Senha para o amor – por Flávio Lauria

Flávio Lauria é Administrador de Empresas e Professor Universitário

José Pereira era funcionário público no interior, mas precisamente em Nova Olinda do Norte. Temperamento alegre e extrovertido, mas pirracento quando se tratava de política, pensava como o personagem de Machado de Assis que a “vida é uma ópera bufa com intervalos de música séria”. Levava a maioria das situações na troça e fazia delas motivo para rir a bandeiras despregadas quando ele mesmo relatava a maioria dos casos em que se envolveu.


Casou-se com Jaqueline, uma bonita professora da cidade, donzela recatada, portadora de virtudes e candidez das matronas do conservador mundo interior do Amazonas. Nos primeiros anos o casamento transcorreu sem maiores incidentes, não obstante Jack assim era chamada Jaqueline na intimidade adverti-lo quanto aos desvios de conduta, prevenindo-o dos riscos em que incorreria e do inconveniente desconforto a que seria submetida pelo palavrório da vizinhança e das colegas da escola onde lecionava. O temperamento costuma ser uma cruz que cada um carrega. Umas mais leves, outras mais pesadas. A cruz de Zé Pereira era mista, conquanto a suportasse somente em assuntos leves. Melhor dizendo, levianos. Não resistiu aos encantos de Joana, empregada que servia em sua residência, e dos primeiros e distraídos esbarrões para sentir a turgidez de seus seios passou aos discretos beliscões até a bem urdida situação para o ato final da sedução. Teve êxito nas primeiras aventuras até o dia em que Jack, terminadas as aulas mais cedo do que o habitual, regressa à casa e o apanha em plena libidinagem com a serviçal.

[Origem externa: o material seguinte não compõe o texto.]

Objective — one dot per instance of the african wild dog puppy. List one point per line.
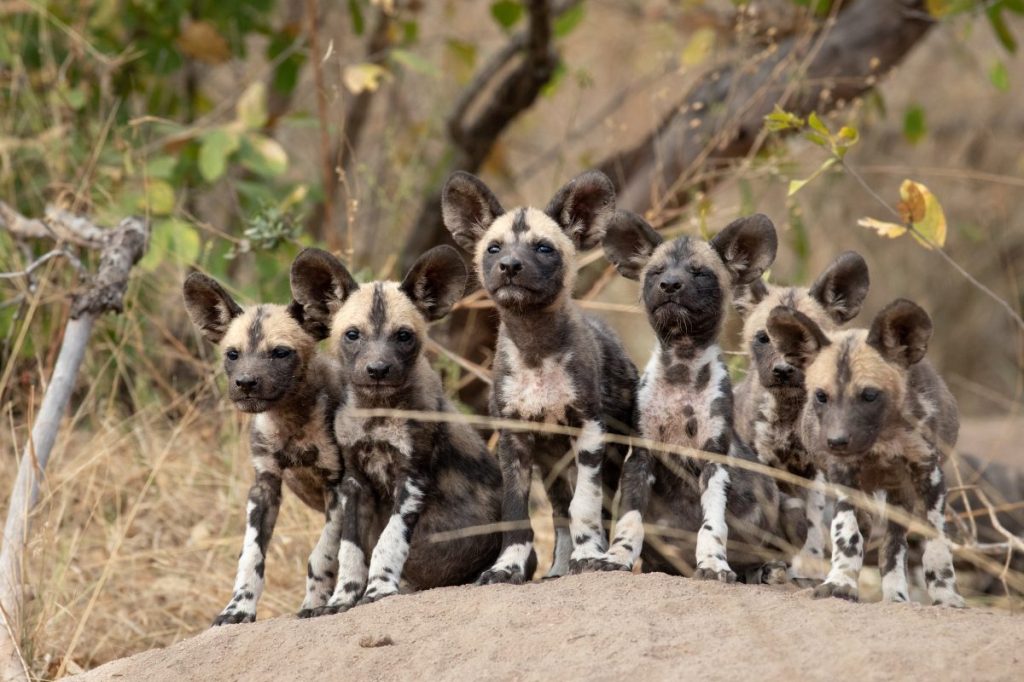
(685, 398)
(552, 365)
(275, 373)
(771, 398)
(879, 419)
(406, 479)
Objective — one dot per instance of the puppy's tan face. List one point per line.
(379, 335)
(853, 392)
(525, 261)
(265, 352)
(773, 371)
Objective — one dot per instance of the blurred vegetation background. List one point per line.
(247, 129)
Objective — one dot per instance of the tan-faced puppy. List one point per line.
(770, 399)
(552, 365)
(404, 479)
(879, 419)
(275, 373)
(685, 396)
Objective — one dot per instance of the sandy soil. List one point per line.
(601, 627)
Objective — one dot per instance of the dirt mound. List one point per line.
(600, 627)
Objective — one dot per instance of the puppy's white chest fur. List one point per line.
(543, 392)
(678, 408)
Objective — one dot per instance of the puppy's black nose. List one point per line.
(246, 383)
(510, 265)
(782, 372)
(378, 370)
(839, 442)
(670, 284)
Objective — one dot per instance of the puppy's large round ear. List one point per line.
(842, 288)
(629, 242)
(468, 208)
(210, 307)
(748, 247)
(796, 336)
(436, 282)
(583, 207)
(320, 285)
(901, 332)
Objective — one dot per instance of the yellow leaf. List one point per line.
(252, 105)
(363, 77)
(926, 213)
(200, 40)
(890, 229)
(699, 47)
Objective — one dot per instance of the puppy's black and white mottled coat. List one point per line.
(770, 399)
(553, 364)
(275, 373)
(406, 479)
(881, 420)
(685, 398)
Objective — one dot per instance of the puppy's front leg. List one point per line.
(515, 458)
(589, 542)
(937, 560)
(391, 550)
(714, 534)
(351, 582)
(261, 515)
(638, 477)
(322, 569)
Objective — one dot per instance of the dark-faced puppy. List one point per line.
(770, 399)
(275, 373)
(553, 364)
(879, 419)
(685, 397)
(406, 479)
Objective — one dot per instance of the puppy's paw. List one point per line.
(510, 576)
(840, 591)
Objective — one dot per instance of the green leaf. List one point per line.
(252, 107)
(216, 146)
(414, 61)
(506, 12)
(355, 12)
(998, 77)
(171, 240)
(263, 156)
(780, 120)
(158, 198)
(568, 20)
(816, 124)
(913, 124)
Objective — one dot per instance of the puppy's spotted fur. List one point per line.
(770, 399)
(404, 479)
(685, 399)
(275, 373)
(878, 419)
(552, 365)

Cada leitor será capaz de imaginar o que aconteceu no instante do flagrante e o sucedido após. A rigorosa Jaqueline puniu o transgressor com infindáveis períodos de silêncio e abstinência sexual, jamais permitindo pudesse ele tocá-la ou sequer dirigir-lhe a palavra.
Em estado de total beligerância decidiu separar seu gineceu para evitar qualquer contato com o mandrião, instalando um tapume que a protegia do perigo de contatos mais íntimos se tangidos ambos pela irrefreável força da natureza. Ocorre que o amor tem segredos irrevelados. É uma espécie de divindade a quem todos gostariam de prestar permanente reverência, às vezes contentamento descontente, não raro ferida que dói sem doer, enfim, sentimento poderoso capaz de realizar os mais prodigiosos milagres. E tanto para José Pereira quanto para Jaqueline o reduzido universo interiorano lhes não permitia incursões heterodoxas. A ela, em especial. Ambos foram, pouco a pouco, sendo vencidos por Afrodite, mesmo afastados pela inconformidade e inflexível resistência de Jack ao ato desassisado do marido.

Flávio Lauria é Administrador de Empresas e Consultor.

Nosso herói cansado das noites indormidas pela lembrança do corpo jovem e esbelto da esposa a balouçar em seus pensamentos e agitar sua mente, resolve apanhar seu chinelo, atirando-o por sobre o tapume ao leito de Jack. Deu-se o milagre. Jaqueline apanha o seu e o lança em direção contrária. Foi a senha ansiosamente esperada para o reencontro, vivido na sofreguidão dos beijos e dos abraços saudosos. Continuaram não se falando. Muitas vezes depois os dois chinelos, a senha para amar, cruzaram no ar.